Türkiye'de Cezayir'in bu hamlesine ilişkin açıklama ya da detaylara dair bir beklenti ve bekleyişi olduğunu söyleyen Avdeoğlu, “Öyle görünüyor ki Ankara, bu Kuzey Afrika ülkesiyle büyük bir krizin başlamasını istemiyor. Ancak Türkiye’deki hem hükümete yakın hem de muhalif medya organları Ankara'yı Cezayir'le bu konuda bir anlaşmazlık yaşamaya itmeye çalışıyor” yorumunda bulundu.
Cezayir’in yanıtı
Şarku’l Avsat’ın Independent Arabia'dan aktardığı habere göre Cezayir cumhurbaşkanının resmî ikametgâhı olan el-Muradiye Sarayı'na yakın bir siyasi kaynak yaptığı açıklamada Cezayir'in Türkiye ile arasındaki ilişkileri germek istediği yönündeki iddiaları reddederek, meselenin Polisario Cephesi'nin Kürt liderleri Tinduf kamplarında ağırlamasıyla ilgili olduğunu söyledi. Kimliğinin gizli tutulması kaydıyla konuşan kaynak, konferansa ev sahipliği yapanın Cezayir değil, Polisario Cephesi olduğunun altını çizerek “Cezayir, Polisario Cephesi ile müttefik ve liderlerini ve mültecileri kendi topraklarında, Tinduf vilayetindeki kamplarda ağırlıyor” diye ekledi.
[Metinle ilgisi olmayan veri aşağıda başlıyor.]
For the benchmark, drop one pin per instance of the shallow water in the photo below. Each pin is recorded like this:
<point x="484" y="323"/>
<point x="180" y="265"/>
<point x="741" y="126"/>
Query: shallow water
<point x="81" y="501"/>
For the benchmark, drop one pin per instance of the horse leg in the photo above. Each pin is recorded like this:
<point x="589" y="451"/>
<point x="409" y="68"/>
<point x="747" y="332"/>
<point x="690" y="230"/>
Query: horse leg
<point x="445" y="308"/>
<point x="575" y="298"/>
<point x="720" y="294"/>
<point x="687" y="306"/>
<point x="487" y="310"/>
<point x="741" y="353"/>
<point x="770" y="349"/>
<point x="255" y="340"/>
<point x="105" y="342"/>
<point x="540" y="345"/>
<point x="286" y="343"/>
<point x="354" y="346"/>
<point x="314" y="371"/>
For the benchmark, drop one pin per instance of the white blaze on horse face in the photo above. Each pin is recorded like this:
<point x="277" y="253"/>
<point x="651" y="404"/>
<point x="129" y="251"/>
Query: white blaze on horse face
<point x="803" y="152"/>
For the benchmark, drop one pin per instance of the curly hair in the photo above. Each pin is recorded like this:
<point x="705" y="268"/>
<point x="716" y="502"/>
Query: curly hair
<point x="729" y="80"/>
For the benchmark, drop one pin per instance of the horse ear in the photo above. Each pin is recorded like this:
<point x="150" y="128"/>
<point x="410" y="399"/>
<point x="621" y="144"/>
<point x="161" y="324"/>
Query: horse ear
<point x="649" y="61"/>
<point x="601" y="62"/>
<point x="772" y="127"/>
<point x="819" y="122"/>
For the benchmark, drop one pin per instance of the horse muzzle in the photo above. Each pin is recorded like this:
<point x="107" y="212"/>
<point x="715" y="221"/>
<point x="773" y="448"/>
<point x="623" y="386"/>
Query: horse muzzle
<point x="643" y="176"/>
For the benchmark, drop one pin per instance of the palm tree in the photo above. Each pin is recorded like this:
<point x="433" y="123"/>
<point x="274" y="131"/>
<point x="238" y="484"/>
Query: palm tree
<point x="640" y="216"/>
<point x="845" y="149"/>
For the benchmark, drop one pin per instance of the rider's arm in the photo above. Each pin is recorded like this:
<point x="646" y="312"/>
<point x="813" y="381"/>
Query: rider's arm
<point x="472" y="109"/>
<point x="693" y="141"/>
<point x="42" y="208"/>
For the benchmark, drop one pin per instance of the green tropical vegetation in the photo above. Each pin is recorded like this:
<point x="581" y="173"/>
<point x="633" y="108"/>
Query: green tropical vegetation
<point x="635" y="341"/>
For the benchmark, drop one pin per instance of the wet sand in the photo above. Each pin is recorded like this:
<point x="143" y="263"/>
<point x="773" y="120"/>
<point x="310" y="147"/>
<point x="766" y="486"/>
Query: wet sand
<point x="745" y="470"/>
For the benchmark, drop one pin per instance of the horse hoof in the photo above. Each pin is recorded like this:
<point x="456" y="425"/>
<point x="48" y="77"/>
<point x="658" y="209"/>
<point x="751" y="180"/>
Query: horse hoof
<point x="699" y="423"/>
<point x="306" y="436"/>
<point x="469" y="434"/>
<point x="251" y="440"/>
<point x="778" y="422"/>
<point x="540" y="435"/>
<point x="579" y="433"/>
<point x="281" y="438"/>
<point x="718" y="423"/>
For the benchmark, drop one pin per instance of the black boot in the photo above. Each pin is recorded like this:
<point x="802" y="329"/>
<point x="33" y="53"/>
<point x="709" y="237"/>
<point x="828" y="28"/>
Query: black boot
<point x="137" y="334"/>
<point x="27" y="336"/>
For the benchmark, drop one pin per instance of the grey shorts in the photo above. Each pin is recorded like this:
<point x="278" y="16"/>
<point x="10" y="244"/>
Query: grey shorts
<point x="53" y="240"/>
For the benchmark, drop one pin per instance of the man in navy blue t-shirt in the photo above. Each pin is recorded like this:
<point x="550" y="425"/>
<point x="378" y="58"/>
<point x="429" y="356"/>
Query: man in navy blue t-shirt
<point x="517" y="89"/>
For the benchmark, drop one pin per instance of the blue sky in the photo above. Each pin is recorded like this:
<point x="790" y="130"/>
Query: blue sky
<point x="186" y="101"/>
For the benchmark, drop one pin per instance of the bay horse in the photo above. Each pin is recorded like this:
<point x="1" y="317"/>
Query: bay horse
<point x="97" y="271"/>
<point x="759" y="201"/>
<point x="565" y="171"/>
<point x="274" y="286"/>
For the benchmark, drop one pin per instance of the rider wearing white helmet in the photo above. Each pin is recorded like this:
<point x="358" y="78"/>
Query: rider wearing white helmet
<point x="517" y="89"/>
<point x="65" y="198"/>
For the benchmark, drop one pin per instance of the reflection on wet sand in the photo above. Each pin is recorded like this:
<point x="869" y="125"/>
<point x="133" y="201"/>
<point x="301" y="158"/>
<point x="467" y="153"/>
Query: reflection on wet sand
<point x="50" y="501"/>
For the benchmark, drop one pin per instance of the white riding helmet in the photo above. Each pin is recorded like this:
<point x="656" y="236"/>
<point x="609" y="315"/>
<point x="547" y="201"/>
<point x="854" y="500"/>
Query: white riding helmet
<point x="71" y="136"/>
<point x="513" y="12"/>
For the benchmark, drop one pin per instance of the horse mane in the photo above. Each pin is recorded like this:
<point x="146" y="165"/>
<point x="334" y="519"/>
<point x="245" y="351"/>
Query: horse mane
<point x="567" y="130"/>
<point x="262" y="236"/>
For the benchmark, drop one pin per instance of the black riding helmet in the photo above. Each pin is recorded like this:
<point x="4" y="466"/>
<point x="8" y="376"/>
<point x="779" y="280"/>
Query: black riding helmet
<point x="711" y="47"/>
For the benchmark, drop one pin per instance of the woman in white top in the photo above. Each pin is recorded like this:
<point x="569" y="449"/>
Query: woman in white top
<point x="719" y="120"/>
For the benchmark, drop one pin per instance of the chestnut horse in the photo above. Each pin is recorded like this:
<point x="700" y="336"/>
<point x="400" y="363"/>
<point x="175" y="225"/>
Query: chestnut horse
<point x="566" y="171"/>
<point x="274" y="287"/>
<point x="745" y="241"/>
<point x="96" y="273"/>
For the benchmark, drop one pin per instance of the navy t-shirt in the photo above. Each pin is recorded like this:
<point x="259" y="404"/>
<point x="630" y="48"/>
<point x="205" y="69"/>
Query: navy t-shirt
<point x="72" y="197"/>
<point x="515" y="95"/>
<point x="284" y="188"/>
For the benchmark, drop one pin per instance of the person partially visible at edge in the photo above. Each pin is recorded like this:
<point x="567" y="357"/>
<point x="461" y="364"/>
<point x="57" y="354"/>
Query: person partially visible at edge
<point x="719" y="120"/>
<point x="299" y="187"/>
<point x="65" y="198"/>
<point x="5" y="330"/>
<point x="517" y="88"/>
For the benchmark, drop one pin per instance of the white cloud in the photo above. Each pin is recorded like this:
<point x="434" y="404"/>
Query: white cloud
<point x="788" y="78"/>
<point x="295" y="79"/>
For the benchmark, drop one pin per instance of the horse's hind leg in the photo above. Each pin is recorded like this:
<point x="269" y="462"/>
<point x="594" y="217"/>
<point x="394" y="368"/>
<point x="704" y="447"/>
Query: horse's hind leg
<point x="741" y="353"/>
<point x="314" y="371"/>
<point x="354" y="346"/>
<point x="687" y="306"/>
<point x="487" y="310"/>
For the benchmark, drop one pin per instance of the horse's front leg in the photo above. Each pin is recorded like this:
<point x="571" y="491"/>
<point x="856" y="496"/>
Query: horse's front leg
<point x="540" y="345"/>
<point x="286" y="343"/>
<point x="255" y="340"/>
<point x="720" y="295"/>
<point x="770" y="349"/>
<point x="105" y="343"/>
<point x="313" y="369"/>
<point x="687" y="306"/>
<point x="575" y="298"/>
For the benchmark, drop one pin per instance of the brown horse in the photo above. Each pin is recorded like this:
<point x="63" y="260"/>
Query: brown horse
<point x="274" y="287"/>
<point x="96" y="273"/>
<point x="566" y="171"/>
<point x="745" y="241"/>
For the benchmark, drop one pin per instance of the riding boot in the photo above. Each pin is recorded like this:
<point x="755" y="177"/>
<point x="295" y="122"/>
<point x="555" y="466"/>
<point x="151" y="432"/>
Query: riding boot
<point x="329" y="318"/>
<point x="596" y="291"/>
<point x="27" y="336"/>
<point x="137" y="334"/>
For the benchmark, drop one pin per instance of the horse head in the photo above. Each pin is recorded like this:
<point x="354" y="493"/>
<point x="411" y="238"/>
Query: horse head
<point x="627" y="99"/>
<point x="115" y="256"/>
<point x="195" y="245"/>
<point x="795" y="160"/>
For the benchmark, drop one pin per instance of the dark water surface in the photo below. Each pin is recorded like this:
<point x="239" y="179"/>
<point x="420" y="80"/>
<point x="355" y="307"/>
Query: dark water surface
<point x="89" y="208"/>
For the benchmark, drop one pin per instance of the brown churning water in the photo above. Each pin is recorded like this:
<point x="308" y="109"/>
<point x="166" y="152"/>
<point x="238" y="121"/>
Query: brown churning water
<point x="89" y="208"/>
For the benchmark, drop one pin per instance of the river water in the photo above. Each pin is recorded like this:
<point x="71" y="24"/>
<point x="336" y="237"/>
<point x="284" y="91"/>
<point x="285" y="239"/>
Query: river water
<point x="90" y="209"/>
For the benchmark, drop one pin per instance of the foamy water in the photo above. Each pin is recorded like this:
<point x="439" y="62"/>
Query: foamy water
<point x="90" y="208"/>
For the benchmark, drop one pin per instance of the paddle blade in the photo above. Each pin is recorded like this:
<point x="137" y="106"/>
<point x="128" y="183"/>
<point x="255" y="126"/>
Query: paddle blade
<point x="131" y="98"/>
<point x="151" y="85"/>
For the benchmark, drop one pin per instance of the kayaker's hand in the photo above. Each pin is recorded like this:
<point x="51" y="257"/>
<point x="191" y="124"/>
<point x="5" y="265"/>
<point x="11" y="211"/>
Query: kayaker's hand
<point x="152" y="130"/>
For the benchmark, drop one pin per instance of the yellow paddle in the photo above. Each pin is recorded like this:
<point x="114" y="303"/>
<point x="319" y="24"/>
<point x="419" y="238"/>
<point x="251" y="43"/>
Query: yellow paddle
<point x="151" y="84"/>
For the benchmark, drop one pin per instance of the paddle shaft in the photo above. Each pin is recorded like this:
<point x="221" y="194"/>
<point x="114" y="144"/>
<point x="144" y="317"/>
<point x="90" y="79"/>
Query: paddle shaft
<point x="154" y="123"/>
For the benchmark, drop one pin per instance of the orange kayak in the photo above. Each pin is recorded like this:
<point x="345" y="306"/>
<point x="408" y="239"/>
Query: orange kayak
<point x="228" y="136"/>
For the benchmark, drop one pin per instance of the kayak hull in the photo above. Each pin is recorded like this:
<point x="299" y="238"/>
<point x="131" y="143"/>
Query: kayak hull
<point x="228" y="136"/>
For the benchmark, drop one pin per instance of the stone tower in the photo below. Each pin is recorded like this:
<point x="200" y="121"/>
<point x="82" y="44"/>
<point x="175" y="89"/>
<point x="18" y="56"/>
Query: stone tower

Öte yandan Cezayir'in Ankara'daki Büyükelçiliği de dün bir basın açıklaması yayınlayarak Fas'taki bazı medya kuruluşlarının Cezayir'in bir Kürt heyetine davetiye gönderdiği yönündeki iddialarını yalanladı. İddiaları ‘hayal ürünü’ olarak nitelendiren Cezayir'in Ankara Büyükelçisi Belani, “Bir Kürt heyetinin Cezayir'e davet edildiği iddialarının tamamen asılsız olduğunu belirtmek isterim” ifadelerini kullandı.
Cezayir ile Türkiye arasındaki güçlü ve stratejik ilişkilerinin, hiçbir karışıklığa veya düşmanca bir belirsizliğe uğramayacağını yineleyen Büyükelçi Belani, ülkesinin dış politikasının temel taşı olarak diğer ülkelerin iç işlerine karışmama ilkesine olan bağlılığını vurguladı.